What the new amendment seeks to achieve is to provide for a better clarification as to the position of a wife whose husband has applied to take a second wife. It allows her to ask for the assets to be properly divided.
By the same token, a husband is allowed to take the same recourse to ensure that fairness is achieved for both parties.
If the husband is not allowed to take the same recourse, then there would be a strong possibility that in future things will become more complicated when the second wife’s role emerges, when the husband makes further efforts to further improve the assets with the eventual result that the second wife may argue that she too has helped the husband in the process.
This scenario would not have happened had the assets been divided well before the husband’s second marriage.
From the above discussion it is clear that gender is not the issue here but the parties contributions and roles, or at best the court’s estimate to arrive at a just and fair division of assets which are jointly acquired.

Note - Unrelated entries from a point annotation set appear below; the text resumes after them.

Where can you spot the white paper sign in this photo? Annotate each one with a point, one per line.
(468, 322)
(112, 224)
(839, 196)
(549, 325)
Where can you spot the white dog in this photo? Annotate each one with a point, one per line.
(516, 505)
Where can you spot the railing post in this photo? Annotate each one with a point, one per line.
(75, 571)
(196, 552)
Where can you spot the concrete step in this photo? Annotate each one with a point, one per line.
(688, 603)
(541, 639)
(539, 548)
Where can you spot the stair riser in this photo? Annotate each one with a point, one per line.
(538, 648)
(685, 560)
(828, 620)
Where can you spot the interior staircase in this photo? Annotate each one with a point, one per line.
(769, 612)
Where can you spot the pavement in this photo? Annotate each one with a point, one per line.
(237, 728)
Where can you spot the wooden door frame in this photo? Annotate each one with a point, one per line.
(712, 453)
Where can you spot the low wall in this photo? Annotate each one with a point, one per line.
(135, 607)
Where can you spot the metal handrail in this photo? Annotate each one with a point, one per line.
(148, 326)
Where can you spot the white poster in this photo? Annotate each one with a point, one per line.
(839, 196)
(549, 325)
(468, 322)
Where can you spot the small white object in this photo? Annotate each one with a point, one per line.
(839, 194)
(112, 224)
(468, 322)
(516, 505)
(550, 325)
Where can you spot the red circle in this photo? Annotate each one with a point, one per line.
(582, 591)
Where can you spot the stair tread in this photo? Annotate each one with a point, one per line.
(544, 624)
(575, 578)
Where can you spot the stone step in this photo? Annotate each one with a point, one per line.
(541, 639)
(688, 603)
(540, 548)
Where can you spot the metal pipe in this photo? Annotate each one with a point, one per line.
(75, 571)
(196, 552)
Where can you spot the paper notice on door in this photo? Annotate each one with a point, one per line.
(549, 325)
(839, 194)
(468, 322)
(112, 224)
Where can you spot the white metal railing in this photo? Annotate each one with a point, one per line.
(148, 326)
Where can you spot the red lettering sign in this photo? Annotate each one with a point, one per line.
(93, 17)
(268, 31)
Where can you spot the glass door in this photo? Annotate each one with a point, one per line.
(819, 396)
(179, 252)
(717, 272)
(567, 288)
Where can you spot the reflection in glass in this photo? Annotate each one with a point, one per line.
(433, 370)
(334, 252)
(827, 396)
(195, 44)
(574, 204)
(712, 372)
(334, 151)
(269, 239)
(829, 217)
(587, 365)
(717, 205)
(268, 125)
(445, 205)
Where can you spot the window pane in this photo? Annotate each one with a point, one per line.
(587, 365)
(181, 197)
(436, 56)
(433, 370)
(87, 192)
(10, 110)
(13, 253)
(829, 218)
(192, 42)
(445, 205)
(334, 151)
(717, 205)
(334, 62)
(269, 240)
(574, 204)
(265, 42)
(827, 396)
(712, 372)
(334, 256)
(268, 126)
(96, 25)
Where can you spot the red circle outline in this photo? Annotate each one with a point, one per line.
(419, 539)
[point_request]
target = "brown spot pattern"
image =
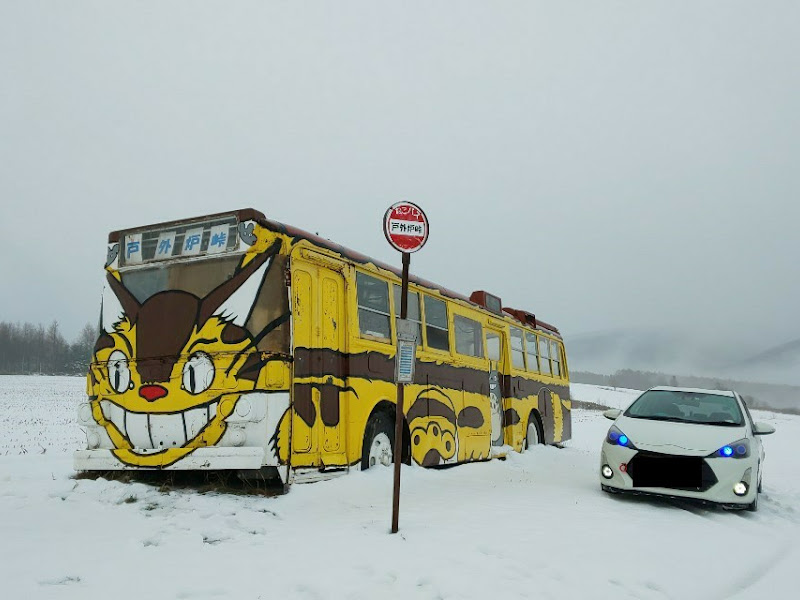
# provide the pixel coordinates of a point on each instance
(471, 416)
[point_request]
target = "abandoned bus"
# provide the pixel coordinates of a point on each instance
(234, 342)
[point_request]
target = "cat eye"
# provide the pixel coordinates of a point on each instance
(119, 373)
(198, 373)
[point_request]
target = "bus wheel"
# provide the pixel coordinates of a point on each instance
(532, 437)
(378, 443)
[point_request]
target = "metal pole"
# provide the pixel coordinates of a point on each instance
(398, 419)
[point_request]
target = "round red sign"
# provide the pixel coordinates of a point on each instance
(405, 226)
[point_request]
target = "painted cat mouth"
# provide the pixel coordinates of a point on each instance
(157, 431)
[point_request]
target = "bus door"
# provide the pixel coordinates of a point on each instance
(319, 339)
(495, 342)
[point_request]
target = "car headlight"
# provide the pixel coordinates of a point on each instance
(737, 449)
(616, 437)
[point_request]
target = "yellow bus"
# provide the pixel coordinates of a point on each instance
(231, 341)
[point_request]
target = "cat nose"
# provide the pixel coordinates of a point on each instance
(152, 392)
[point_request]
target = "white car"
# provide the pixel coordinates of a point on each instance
(686, 443)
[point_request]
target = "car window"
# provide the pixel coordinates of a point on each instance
(747, 412)
(689, 407)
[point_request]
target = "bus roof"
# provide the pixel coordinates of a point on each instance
(251, 214)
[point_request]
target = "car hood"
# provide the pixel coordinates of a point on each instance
(678, 438)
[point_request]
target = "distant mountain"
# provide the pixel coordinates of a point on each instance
(609, 351)
(778, 364)
(606, 352)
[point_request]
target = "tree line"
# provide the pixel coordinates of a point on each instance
(35, 349)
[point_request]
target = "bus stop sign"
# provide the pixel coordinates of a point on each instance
(405, 227)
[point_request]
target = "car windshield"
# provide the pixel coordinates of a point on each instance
(687, 407)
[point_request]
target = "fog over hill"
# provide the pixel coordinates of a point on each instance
(682, 354)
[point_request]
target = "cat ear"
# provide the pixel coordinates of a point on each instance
(233, 301)
(117, 304)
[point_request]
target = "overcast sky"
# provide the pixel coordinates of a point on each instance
(602, 164)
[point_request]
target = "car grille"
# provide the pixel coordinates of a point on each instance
(689, 473)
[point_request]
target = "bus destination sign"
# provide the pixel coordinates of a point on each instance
(405, 227)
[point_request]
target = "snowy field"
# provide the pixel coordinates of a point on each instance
(533, 526)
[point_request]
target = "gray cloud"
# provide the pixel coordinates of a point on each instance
(603, 164)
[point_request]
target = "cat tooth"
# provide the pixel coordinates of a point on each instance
(137, 427)
(194, 420)
(166, 431)
(115, 414)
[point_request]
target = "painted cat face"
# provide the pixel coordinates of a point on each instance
(170, 370)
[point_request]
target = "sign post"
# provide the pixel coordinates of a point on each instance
(406, 229)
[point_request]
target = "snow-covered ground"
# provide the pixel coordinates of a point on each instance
(533, 526)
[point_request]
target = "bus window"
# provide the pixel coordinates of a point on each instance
(436, 329)
(544, 355)
(517, 348)
(493, 346)
(373, 307)
(413, 308)
(556, 359)
(469, 336)
(531, 347)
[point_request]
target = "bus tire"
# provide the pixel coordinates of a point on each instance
(378, 442)
(533, 436)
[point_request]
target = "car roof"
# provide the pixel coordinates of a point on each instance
(666, 388)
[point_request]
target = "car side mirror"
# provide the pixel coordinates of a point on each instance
(762, 429)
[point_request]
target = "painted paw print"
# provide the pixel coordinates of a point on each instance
(433, 444)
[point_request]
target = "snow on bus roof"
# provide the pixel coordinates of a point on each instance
(247, 214)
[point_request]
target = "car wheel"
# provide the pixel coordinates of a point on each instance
(378, 443)
(532, 436)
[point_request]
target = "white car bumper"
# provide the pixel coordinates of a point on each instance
(727, 472)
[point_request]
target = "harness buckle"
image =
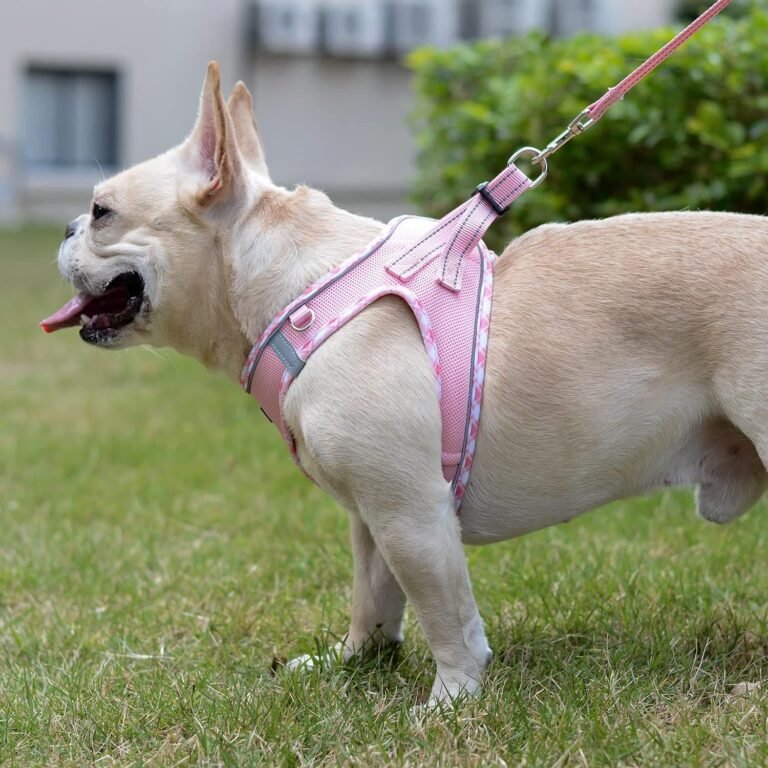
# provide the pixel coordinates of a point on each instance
(482, 190)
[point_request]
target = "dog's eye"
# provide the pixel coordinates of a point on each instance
(99, 212)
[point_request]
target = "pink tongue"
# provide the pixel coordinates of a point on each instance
(68, 315)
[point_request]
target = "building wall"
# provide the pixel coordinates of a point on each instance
(160, 50)
(339, 126)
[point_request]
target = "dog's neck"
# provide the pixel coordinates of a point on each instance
(288, 241)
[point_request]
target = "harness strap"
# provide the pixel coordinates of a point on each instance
(458, 233)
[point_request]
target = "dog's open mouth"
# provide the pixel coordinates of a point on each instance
(101, 316)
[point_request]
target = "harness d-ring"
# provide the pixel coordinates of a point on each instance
(302, 325)
(537, 157)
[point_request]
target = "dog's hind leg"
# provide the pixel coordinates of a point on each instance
(733, 477)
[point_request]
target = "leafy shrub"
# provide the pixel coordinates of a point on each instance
(694, 135)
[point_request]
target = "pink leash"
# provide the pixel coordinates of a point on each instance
(594, 112)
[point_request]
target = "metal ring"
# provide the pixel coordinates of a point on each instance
(539, 158)
(304, 326)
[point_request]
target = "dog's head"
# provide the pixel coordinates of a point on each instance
(144, 256)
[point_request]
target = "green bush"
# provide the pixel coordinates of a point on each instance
(694, 135)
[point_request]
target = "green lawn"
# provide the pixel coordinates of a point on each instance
(160, 552)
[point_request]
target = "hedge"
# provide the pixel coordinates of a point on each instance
(693, 136)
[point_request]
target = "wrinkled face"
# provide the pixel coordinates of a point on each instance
(118, 253)
(142, 258)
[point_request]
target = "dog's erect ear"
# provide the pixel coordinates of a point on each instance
(240, 108)
(211, 149)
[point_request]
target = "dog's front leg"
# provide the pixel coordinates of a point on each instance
(378, 604)
(422, 545)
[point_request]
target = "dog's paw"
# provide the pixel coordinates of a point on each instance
(307, 662)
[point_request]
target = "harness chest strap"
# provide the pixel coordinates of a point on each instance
(444, 273)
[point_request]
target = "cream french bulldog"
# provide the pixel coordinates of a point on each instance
(625, 355)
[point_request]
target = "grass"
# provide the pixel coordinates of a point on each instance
(159, 551)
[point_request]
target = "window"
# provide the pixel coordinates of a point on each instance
(71, 118)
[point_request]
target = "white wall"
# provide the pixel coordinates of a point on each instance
(159, 47)
(339, 126)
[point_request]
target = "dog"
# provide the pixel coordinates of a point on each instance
(625, 355)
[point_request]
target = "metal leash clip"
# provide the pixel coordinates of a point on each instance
(576, 127)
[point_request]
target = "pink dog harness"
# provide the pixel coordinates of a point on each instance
(443, 271)
(451, 302)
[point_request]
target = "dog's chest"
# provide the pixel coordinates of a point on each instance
(451, 303)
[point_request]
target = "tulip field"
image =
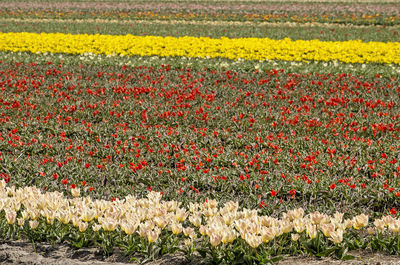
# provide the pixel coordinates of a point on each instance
(227, 132)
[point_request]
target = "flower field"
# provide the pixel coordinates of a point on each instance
(234, 132)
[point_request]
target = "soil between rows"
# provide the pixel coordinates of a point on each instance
(22, 252)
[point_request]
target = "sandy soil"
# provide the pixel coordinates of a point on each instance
(23, 253)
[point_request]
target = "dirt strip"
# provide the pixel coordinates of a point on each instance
(21, 252)
(183, 22)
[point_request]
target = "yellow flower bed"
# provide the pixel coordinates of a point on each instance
(354, 51)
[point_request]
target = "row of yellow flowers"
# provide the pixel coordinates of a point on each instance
(354, 51)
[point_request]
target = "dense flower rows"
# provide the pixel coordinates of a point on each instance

Therefore to argue that if a claim by the husband is allowed in the above-mentioned context it means that he is unjustly assisted in appropriating the wife’s assets, then this is absurd. Certainly, if there is no proof or evidence of his contributions the claim should definitely be rejected.
Islam, right from its early days, recognises the rights of married women to acquire and own property in their own names.
This is unlike some other legal systems which deny women their rights to own assets in their own names distinct from that of their husbands upon marriage.
In the Western world, it was only in the past 200 years or so that married women were gradually given the right to keep and own assets in their own names.
Ikim is currently making an effort to arrange for a one-day seminar or forum to discuss further some of the issues that have so far been raised in relation to the law that was recently passed.
There is a genuine belief that if all parties are sincere in the words uttered about justice for all, perhaps this month of Haj is the best time to re-examine our inner conscience and real intentions.
After all, God knows best what lies in our hearts.